それから、文字や絵を交えて説明を続けてくれた。
「えーっとね。まず君の場合は、ループしているのは十五歳の誕生日からで間違いないね?」
「はい。目が覚めるといつも、誕生パーティーの後日でした」
「ありがとう。そして、君の繰り返しのきっかけは殺されることだ」
そう言われた瞬間、不意に思い出してしまった。
繰り返した記憶……その最後の光景を。
ビクッと身体を震わせる。
「ごめんね? 嫌なことを思い出させたかな」
「い、いえ大丈夫です」
「無理はしてほしくないな。けど、もう少し続けさせてくれるかな?」
「は、はい」
今度は驚いたり、怯えたりしないように覚悟を決める。
私はぐっと力強く自分の手を握った。
そして、先生は続ける。
「繰り返しにはルールがある。まず、戻る地点が同じだということ。次いできっかけがあるということ。君の場合は死、私の場合はある地点への到達」
「ある地点?」
「実際の場所じゃないよ。今から二年後、ある日を境に戻されるんだ。その日は特別でもなくて、ただの普通の一日だ。何気なく終えようとも、劇的に終えようとも、次に目覚めた時は手遅れさ」
先生はその日までの間に、あらゆる手段を尽くしてループについて調べたそうだ。
宮廷付きという立場もあって、お金や設備には困らなかったという。
だけど、調べても成果は得られなかった。
「調べたし、試しもした。別の生き方をすればあるいは……と思ったけど、全然ダメだったよ。どこで何をしていようと、たどり着くその日が違っても、未来は手に入らなかった」
「あ、あの……先生は何度目なんですか?」
「さてね。もう繰り返し過ぎて、何度目かもわからないよ。百を超えたあたりから数えていない」
ひゃ、百!?
そんなにも繰り返して……
私なら、もっと早く諦めて自分で終わりを選んでしまいそうだ。
「先生は……強いんですね」
「違うよ。私だって何度も諦めたし、死にたいと思ったさ。だけど、私の身体は不便でね? ある魔術実験の副産物の影響で、寿命以外では死ねないんだ」
「し、え? それって不死?」
「ううん、死の概念はある。ただ再生し続けるんだ。首を撥ねられても、毒で溶かされても。そういう身体だから、自死も試せない」
「そ、そうなんですね……」
驚くことが多すぎて、頭の中がグルグルとかき回されているみたいだ。
ループしていることだけでも驚いたのに。
いいや、それよりも。
先生でも自死は試せていないことが……
「もしかして、君も自死を試そうと思ったことがあるのかな?」
「え? あ、はい……でも……」
「踏みとどまったんだね? それが正解だ。というより、おそらく意味がない」
「意味が……ない?」
「ああ。
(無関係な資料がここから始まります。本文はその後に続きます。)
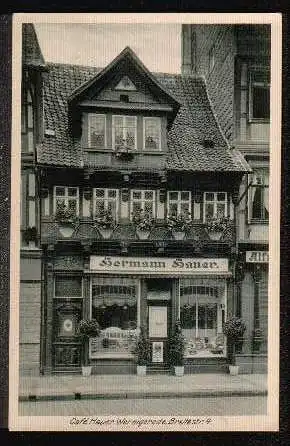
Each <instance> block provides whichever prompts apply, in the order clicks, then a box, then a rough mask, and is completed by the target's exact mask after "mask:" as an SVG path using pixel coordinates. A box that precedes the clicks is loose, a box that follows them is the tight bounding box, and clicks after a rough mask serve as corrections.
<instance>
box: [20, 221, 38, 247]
mask: <svg viewBox="0 0 290 446" xmlns="http://www.w3.org/2000/svg"><path fill="white" fill-rule="evenodd" d="M23 239H24V241H25V243H27V244H28V246H29V248H35V246H36V243H37V239H38V236H37V229H36V227H35V226H29V227H28V228H27V229H25V231H24V234H23Z"/></svg>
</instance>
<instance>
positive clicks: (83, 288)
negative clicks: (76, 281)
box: [53, 274, 84, 299]
mask: <svg viewBox="0 0 290 446" xmlns="http://www.w3.org/2000/svg"><path fill="white" fill-rule="evenodd" d="M62 277H63V278H66V279H70V278H72V279H73V278H74V276H69V275H66V274H56V275H55V276H54V279H53V298H54V299H83V297H84V281H83V277H80V276H79V275H78V277H80V279H81V296H56V294H55V290H56V279H57V278H62Z"/></svg>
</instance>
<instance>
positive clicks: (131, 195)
mask: <svg viewBox="0 0 290 446" xmlns="http://www.w3.org/2000/svg"><path fill="white" fill-rule="evenodd" d="M133 192H141V199H140V200H139V199H133ZM145 192H153V199H152V203H153V207H152V217H153V218H156V190H154V189H131V191H130V221H132V213H133V202H136V201H138V202H140V203H141V209H143V210H144V209H145V206H144V205H145V203H146V201H151V200H145V198H144V196H145Z"/></svg>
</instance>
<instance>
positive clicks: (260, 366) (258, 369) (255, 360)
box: [236, 354, 268, 374]
mask: <svg viewBox="0 0 290 446" xmlns="http://www.w3.org/2000/svg"><path fill="white" fill-rule="evenodd" d="M236 364H237V365H238V366H239V374H249V373H267V371H268V357H267V355H266V354H259V355H251V354H244V355H236Z"/></svg>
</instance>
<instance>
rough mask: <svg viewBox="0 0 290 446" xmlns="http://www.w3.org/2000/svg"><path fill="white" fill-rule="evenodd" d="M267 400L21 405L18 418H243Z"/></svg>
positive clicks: (240, 399)
mask: <svg viewBox="0 0 290 446" xmlns="http://www.w3.org/2000/svg"><path fill="white" fill-rule="evenodd" d="M266 411H267V397H265V396H253V397H231V396H228V397H207V398H204V397H203V398H166V399H164V398H162V399H158V398H154V399H150V398H146V399H129V400H128V399H127V400H126V399H123V400H121V399H118V400H113V399H111V400H95V399H87V400H83V401H34V402H24V401H23V402H20V403H19V416H51V415H53V416H94V415H110V416H113V415H123V416H126V415H128V416H130V415H136V414H137V415H138V416H142V415H144V416H148V415H151V416H172V415H173V414H174V416H196V415H199V416H243V415H248V416H249V415H266Z"/></svg>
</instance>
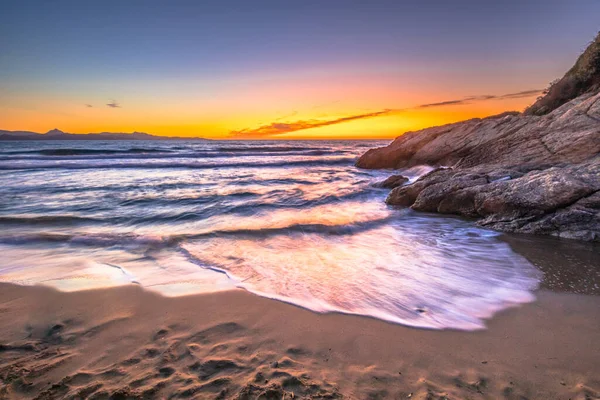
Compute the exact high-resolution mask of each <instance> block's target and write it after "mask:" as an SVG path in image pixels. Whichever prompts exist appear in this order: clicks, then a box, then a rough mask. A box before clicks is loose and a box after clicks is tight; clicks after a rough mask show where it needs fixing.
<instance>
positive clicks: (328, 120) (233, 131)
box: [229, 110, 393, 137]
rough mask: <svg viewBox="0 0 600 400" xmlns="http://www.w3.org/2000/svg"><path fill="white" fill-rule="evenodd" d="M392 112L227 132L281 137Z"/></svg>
mask: <svg viewBox="0 0 600 400" xmlns="http://www.w3.org/2000/svg"><path fill="white" fill-rule="evenodd" d="M391 112H393V110H382V111H376V112H371V113H366V114H356V115H350V116H347V117H342V118H336V119H330V120H325V121H323V120H314V119H311V120H304V121H295V122H278V121H275V122H272V123H270V124H266V125H262V126H259V127H258V128H253V129H250V128H246V129H242V130H239V131H232V132H229V134H230V135H231V136H248V137H268V136H277V135H283V134H286V133H291V132H296V131H301V130H304V129H313V128H320V127H323V126H329V125H336V124H342V123H344V122H350V121H356V120H359V119H365V118H373V117H379V116H382V115H386V114H389V113H391Z"/></svg>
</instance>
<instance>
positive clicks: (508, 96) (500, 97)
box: [498, 89, 544, 99]
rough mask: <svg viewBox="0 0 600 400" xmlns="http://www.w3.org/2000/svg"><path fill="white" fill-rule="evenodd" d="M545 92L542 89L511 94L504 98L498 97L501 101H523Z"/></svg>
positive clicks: (532, 90) (505, 95)
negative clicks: (527, 97) (513, 99)
mask: <svg viewBox="0 0 600 400" xmlns="http://www.w3.org/2000/svg"><path fill="white" fill-rule="evenodd" d="M543 92H544V90H542V89H533V90H524V91H522V92H517V93H509V94H505V95H502V96H498V98H499V99H522V98H524V97H533V96H537V95H540V94H542V93H543Z"/></svg>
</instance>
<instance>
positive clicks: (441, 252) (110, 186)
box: [0, 141, 540, 329]
mask: <svg viewBox="0 0 600 400" xmlns="http://www.w3.org/2000/svg"><path fill="white" fill-rule="evenodd" d="M382 144H384V143H383V142H365V141H356V142H351V141H343V142H342V141H339V142H336V141H332V142H327V141H318V142H317V141H305V142H303V141H287V142H283V141H277V142H248V141H246V142H231V141H228V142H222V141H201V142H200V141H196V142H193V141H189V142H185V141H169V142H165V141H131V142H129V141H120V142H96V141H85V142H73V141H69V142H3V143H0V195H1V196H0V281H4V282H14V283H19V284H26V285H31V284H44V285H50V286H53V287H56V288H58V289H60V290H66V291H72V290H81V289H87V288H96V287H105V286H116V285H126V284H137V285H141V286H143V287H145V288H147V289H149V290H155V291H158V292H160V293H162V294H164V295H167V296H176V295H183V294H189V293H199V292H213V291H218V290H226V289H230V288H233V287H240V288H243V289H246V290H248V291H250V292H253V293H256V294H258V295H261V296H266V297H270V298H275V299H279V300H283V301H287V302H290V303H294V304H297V305H300V306H302V307H306V308H309V309H312V310H315V311H319V312H326V311H339V312H344V313H353V314H361V315H369V316H373V317H376V318H381V319H385V320H388V321H393V322H397V323H402V324H406V325H411V326H417V327H426V328H455V329H478V328H482V327H483V326H484V321H483V320H484V319H485V318H489V317H490V316H491V315H493V314H494V313H495V312H497V311H498V310H501V309H504V308H507V307H510V306H513V305H515V304H519V303H524V302H529V301H532V300H533V299H534V294H533V291H534V290H535V289H536V287H537V286H538V284H539V281H540V272H539V271H538V269H536V268H535V267H534V266H533V265H532V264H530V263H529V262H528V261H527V260H526V259H525V258H523V257H522V256H520V255H518V254H516V253H515V252H513V251H512V250H511V248H510V247H509V245H508V244H507V243H506V242H504V241H502V240H500V239H499V237H498V236H499V235H498V234H497V233H495V232H491V231H488V230H484V229H480V228H477V227H476V226H474V225H473V224H472V223H470V222H467V221H462V220H459V219H455V218H445V217H440V216H434V215H428V214H418V213H414V212H411V211H410V210H400V209H394V208H391V207H388V206H386V205H385V203H384V199H385V197H386V195H387V193H388V190H385V189H379V188H377V187H375V186H374V185H373V184H374V183H376V182H378V181H381V180H383V179H385V178H386V177H387V176H389V175H390V174H391V172H390V171H366V170H360V169H357V168H355V167H354V166H353V164H354V162H355V160H356V158H357V156H358V155H360V154H361V153H363V152H364V151H366V150H367V149H368V148H371V147H375V146H380V145H382ZM428 170H430V168H428V167H425V166H424V167H417V168H413V169H411V170H408V171H402V173H403V174H405V175H407V176H409V177H411V178H412V179H416V178H417V177H418V176H419V175H421V174H423V173H425V172H427V171H428Z"/></svg>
君のきっかけは死、殺されることにある。自死も結局、自分で自分を殺しているに過ぎない。試したところで失敗して、余計苦しむだけだ」
先生にそう教えられて、どこかホッとしている。
もし、ループを抜け出す方法が自死なら……と考えていたこともあって。
そうじゃなくて、安心した。
自死が抜け出す方法なんて……まるで、自分で勝手に消えてしまえと、誰かに言われているみたいで……悲しかったから。